Jil McIntosh
That was driven home for me at a recent Toyota event, where company reps spent the lunch break bashing diesels. Toyota doesn't sell diesels in Canada or the U.S., and for some reason its Canadian branch is on a diesel tirade: almost every event now includes a presentation explaining that "clean diesel" is an oxymoron, and that diesels are inefficient compared with hybrids.
That was fine, until the company drew parallels between a high percentage of diesel vehicles in London, Eng., and a high number of premature deaths, presumably because of the resulting air pollution.
Unwilling to let death-by-diesel go unchallenged, I asked why, if these chilling London statistics mean so much, Toyota continues to sell diesel-powered vehicles by the boatload in Europe. The long, carefully worded answer boiled down to this: European customers buy far more diesels than gasoline-powered cars.
Toyota certainly isn't alone in providing the market with what it wants. Every auto company, no matter how warm 'n' fuzzy its advertising looks, would gladly sell you a car that runs on endangered whale oil or crushed kittens if it knew it could move a million of them out the door.
Automakers put out the product, but it's "we the people" who decide what sinks or swims. Buyers told Ford it was possible to make an SUV too big and so the Excursion flopped. Likewise, GM discovered its mild-hybrid mid-size sedans carried too high a price premium and they're gone. Four-wheel steering, automatic seatbelts, talking door-ajar warnings and a $100,000 Volkswagen – all were sent out with the best of intentions and were quietly discontinued when the public said otherwise.
The only decision that's really out of our hands is infrastructure, and even then it's early adopters in serviced areas who lead us toward our automotive future, whether it's pumping ethanol, plugging in electric cars or fuelling with hydrogen.
Honda has a hand in just about every type of propulsion. Why such diversification?
According to Honda Canada, it's because no one's sure which way the market will go, and when sales and infrastructure move in a particular direction, the company is ready.
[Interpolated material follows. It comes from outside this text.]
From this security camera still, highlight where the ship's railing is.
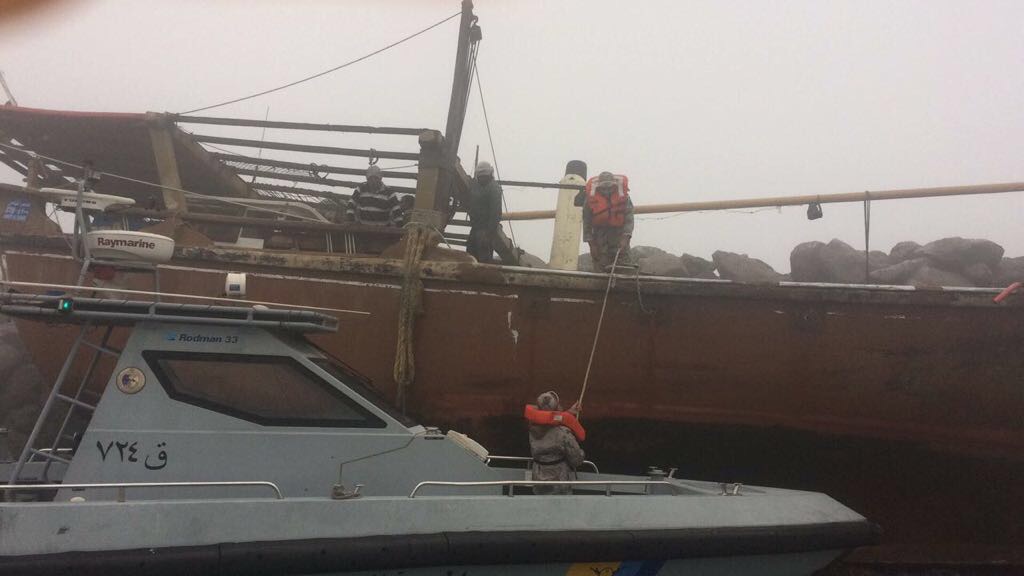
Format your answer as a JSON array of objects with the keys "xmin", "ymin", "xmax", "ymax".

We also have to remember that environmental decisions go beyond the showroom, and how we use the vehicles can be just as important as what we buy. My brother's Ferrari, for example, does less environmental damage than my friend's Civic: the Honda's daily commute racks up more kilometres in a week than the Ferrari covers in a year. We could collectively put a massive dent in fuel consumption just by checking tire pressure and adopting a few more fuel-efficient driving techniques, even before we exchange a single V8 for a hybrid.
The bottom line is that auto corporations aren't benevolent. They recycle at their factories because it saves them money; they add safety features because of government regulations and the competitive sales edge; and they offer small cars, big SUVs, hybrids, diesels, and new technologies in the markets most likely to buy them.
If there's going to be change, it will ultimately come from us.